Larangan Study Tour di Jabar: Dampak Domino pada Sektor Pariwisata dan Transportasi
Larangan Study Tour di Jabar: Dampak Domino pada Sektor Pariwisata dan Transportasi
Kebijakan Gubernur Jawa Barat yang melarang kegiatan study tour telah menimbulkan gelombang dampak signifikan, tidak hanya bagi sektor pariwisata Jawa Barat, tetapi juga meluas ke provinsi lain dan industri pendukungnya. Larangan ini telah menciptakan efek domino yang dirasakan oleh berbagai pihak, terutama perusahaan transportasi dan agen perjalanan. Salah satu contoh nyata dampak ini terlihat pada PT Tifanha, sebuah perusahaan otobus di Cirebon yang melaporkan penurunan pemesanan sewa bus wisata hingga 30% untuk bulan April dan Mei 2025.
Irfan Firmansyah, Manajer Marketing PO Tifanha, mengungkapkan bahwa selain pembatalan pesanan, banyak pelanggan yang mengubah rencana perjalanan. Perjalanan study tour ke Jawa Tengah dan Jawa Timur, misalnya, diganti dengan wisata lokal di dalam kota atau provinsi masing-masing. Hal ini memaksa PO Tifanha untuk mengembalikan uang kepada konsumen yang telah melakukan pemesanan. Penurunan signifikan hingga 50% dari total pemesanan study tour menunjukkan betapa bergantungnya perusahaan ini pada segmen pasar tersebut. Meskipun kerugian signifikan sudah dialami, PO Tifanha berupaya bertahan dengan mencari pasar baru di luar segmen sekolah, seperti layanan untuk perkantoran dan wisata religi.

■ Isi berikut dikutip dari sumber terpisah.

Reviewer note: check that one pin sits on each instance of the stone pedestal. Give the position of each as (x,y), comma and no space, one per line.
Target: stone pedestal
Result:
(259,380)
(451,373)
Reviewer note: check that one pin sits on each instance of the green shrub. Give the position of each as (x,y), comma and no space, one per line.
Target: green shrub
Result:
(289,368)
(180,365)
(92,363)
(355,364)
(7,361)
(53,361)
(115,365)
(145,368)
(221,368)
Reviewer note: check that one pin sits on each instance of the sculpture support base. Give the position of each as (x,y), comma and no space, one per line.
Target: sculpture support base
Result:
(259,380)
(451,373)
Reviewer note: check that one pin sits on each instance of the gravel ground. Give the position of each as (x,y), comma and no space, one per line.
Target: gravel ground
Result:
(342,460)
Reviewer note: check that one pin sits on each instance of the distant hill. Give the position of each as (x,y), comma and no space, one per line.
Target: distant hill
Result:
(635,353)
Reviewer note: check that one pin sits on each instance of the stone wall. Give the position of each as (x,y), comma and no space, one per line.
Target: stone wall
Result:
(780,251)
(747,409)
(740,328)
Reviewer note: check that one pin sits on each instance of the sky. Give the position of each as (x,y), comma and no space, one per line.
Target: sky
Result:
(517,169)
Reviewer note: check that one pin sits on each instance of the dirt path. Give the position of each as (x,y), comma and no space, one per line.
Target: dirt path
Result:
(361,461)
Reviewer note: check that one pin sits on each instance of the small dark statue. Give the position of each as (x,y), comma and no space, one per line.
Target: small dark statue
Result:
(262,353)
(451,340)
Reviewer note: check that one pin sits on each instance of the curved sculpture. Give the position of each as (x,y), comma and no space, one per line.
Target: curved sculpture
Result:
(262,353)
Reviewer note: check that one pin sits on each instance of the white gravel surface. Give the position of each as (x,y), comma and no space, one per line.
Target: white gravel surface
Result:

Dampaknya pun terasa hingga ke sektor pariwisata. Agus Sukmanjaya, Kepala Dinas Kebudayaan dan Pariwisata Kota Cirebon, menyatakan bahwa pembatalan study tour dari luar Jawa Barat sangat terasa. Lebih lanjut, ia mencatat reaksi berantai dari para pengusaha travel di Jawa Tengah yang menghentikan perjalanan wisata ke Jawa Barat sebagai konsekuensi dari kebijakan tersebut. Kondisi ini pun memaksa Dinas Pariwisata Kota Cirebon dan pihak terkait untuk mencari solusi kreatif dan inovatif.
Salah satu upaya yang diusulkan adalah kolaborasi antar daerah di wilayah Cirebon Raya (Cirebon, Kuningan, Majalengka, dan Indramayu) untuk menciptakan paket wisata yang menarik. Kerja sama ini melibatkan pemerintah daerah, dinas terkait, pengusaha travel, dan pelaku usaha pariwisata untuk menggali potensi masing-masing daerah dan menggabungkannya menjadi paket wisata yang komprehensif. Paket wisata ini kemudian akan ditawarkan ke daerah lain seperti Bekasi dan Depok. Langkah ini bertujuan untuk mengimbangi hilangnya pemasukan dari sektor study tour.
Selain itu, Agus Sukmanjaya juga menekankan pentingnya peningkatan kompetensi dan standarisasi para pelaku usaha travel, khususnya mengenai keselamatan dan sertifikasi. Kejadian kecelakaan di masa lalu yang disebabkan oleh kurangnya sertifikasi perusahaan bus dan asosiasi yang tidak terdaftar menjadi catatan penting yang harus dibenahi. Momentum ini, menurutnya, harus dimanfaatkan untuk melakukan introspeksi dan penggalian potensi yang lebih besar.
Kesimpulannya, kebijakan pelarangan study tour di Jawa Barat telah menciptakan efek domino yang signifikan terhadap sektor pariwisata dan transportasi di Jawa Barat dan sekitarnya. Meskipun menimbulkan kerugian, kondisi ini juga menjadi momentum untuk melakukan inovasi dan kolaborasi, serta meningkatkan kualitas dan keamanan layanan pariwisata.